The dental school’s frontline staff say working in the Emergency Clinic has been a great experience, although physically taxing. “If you think clinic attire is hot on a normal clinic day, the N95 masks take it to a completely different level,” said Dental Hygiene faculty Twyla Rader. “These masks are much tighter on the face, and breathing is confined.”
Ken Burgess, director of IUSD infection control, researches and tests methods to sterilize the N95 masks to extend their use, with assistance from IUSD researchers who validate the science. “We are reprocessing our N95 masks using ultraviolet germicidal irradiation light and adopting the University of Nebraska Medical Center protocol. This process allows us to disinfect each N95 mask up to three times after use and extend our supply,” Burgess said. “We owe a great deal of thanks to our Sterile Processing Department and housekeeping staff who have stepped up and volunteered to cover the limited shifts to ensure that the instrumentation used in the Emergency Clinic and our building remain sterilized.”

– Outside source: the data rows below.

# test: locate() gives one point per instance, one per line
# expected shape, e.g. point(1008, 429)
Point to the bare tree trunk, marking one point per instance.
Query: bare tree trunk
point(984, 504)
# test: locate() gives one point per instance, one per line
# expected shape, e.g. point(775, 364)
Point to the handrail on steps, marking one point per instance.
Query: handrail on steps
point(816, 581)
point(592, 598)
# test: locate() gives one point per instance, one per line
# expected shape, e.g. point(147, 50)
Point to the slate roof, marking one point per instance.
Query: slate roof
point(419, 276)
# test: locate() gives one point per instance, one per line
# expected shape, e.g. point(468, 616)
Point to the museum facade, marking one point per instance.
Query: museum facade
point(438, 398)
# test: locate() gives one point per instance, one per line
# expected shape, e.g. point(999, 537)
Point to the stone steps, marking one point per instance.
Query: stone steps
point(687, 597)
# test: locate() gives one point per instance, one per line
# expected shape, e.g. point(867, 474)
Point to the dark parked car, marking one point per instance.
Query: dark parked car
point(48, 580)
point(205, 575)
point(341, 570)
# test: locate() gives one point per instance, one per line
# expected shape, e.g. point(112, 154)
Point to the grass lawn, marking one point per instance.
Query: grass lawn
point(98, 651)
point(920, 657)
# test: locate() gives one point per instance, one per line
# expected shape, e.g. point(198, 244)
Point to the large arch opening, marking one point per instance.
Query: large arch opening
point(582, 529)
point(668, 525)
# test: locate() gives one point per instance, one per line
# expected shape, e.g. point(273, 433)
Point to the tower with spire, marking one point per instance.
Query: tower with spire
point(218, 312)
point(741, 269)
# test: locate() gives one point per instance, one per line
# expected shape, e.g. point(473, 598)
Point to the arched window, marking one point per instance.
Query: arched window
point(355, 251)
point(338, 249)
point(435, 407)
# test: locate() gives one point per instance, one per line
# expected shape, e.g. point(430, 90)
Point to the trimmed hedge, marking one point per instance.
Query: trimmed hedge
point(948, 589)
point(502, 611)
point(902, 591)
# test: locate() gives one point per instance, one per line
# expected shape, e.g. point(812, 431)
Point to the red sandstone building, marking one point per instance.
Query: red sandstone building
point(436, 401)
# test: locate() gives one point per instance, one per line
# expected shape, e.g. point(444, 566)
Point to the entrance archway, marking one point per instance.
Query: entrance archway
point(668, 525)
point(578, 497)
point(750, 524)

Yet, despite the rigorous infection control procedures, staff may still be at risk.
“We still remain on our toes, knowing that no test is perfect, and we could still very well be exposing ourselves,” said dental assistant Lindsey Wittell. “At that point, we have to remember why we’re here.”
The dental school’s Emergency Clinic was specifically designed for accelerated ventilation. Located in the James J. Fritts, DDS Clinical Care Center, a new state-of-the-art comprehensive clinic that opened at the dental school in 2018, the Emergency Clinic was constructed with negative pressure operatories, which circulate air from the ceiling down to the floor and move it outside through special HEPA filter vents.
By developing and enforcing strict protocols, IUSD is performing at the highest level of infection control, sanitation, and cleaning, said Adam Smith, director of facility operations and auxiliary services. “Those on the forefront here at the school are heroes,” Smith said. “It’s tremendous what they’re doing, and we’re doing everything we can to support them.”
The clinical and sterilization staff who commute to the dental school on almost empty streets and highways report a special comradery has developed among them, similar to a “MASH” unit, Dr. Weingarten said.
“An awesome group of dental professionals, many of whom haven’t worked together before, are staffing the Emergency Clinic,” said Jennifer McKee, dental hygienist in IUSD Faculty Practice. “We’ve pulled together and rapidly created a new working rapport to care for patients who are extremely grateful that we remain open and successfully addressed their dental emergencies.”